At a signing ceremony of the film project held in Beijing earlier this week, Shen Jian, a producer from the Chinese side, said the Chinese anti-Ebola medical workers, who worked alongside their African counterparts, have "composed a grand chapter of a community with a shared future between China and Africa."
Ghana used to be home to the headquarters of the UN Mission for Ebola Emergency Response which coordinated the global response to the outbreak of the deadly disease, and the Ghanaian film industry witnessed how Chinese medical teams provided humanitarian relief to Ebola-hit countries, said Ghanaian producer Albert Mensah.
The signing ceremony of the film project was held in Beijing on August 29, 2018. /Photo via people.com
The signing ceremony of the film project was held in Beijing on August 29, 2018. /Photo via people.com
He said cooperation in the movie industry is expected to contribute to a stronger Africa-China relationship through the "power of images."
"I'm hoping that beyond Ebola there are a lot of the stories (between China and Africa) that we can tell," said Edward Boateng, Ghanaian ambassador to China.
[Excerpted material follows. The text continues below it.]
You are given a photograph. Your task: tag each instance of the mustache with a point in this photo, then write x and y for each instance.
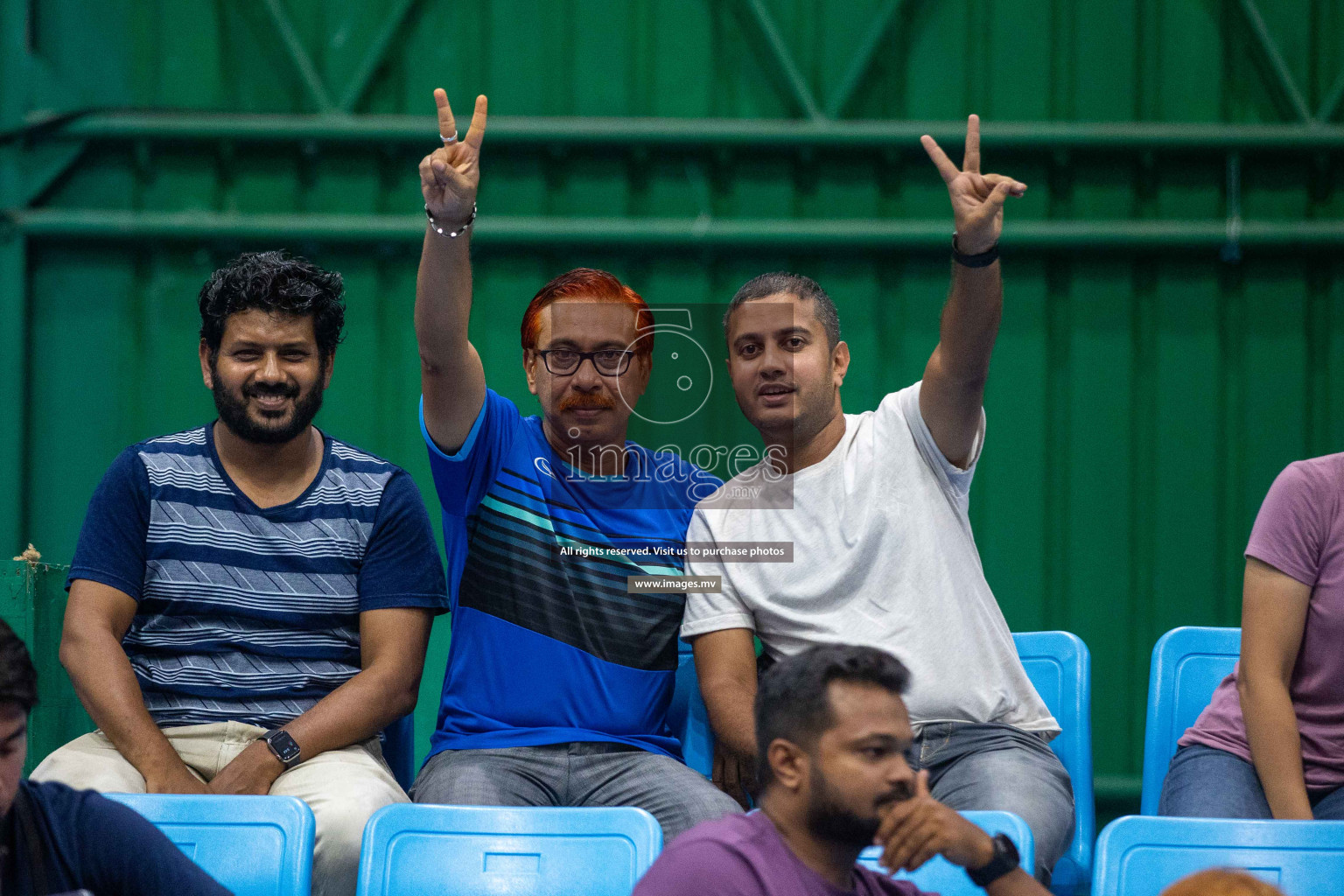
(582, 401)
(272, 389)
(897, 794)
It took more than a year for the production team to make the necessary preparations. They interviewed dozens of Chinese medical workers who were dispatched to Africa as well as Ebola survivors who received successful medical treatment and fully recovered.
According to the producer-in-chief Wang Xiaoyan, the film will be shot in Africa next year and the production is scheduled to be finished in 2020, in time to mark the 20th anniversary of the Forum on China-Africa Cooperation.
China has sent more than 1,200 medical personnel and public health specialists to areas affected by Ebola since the epidemic outbreak.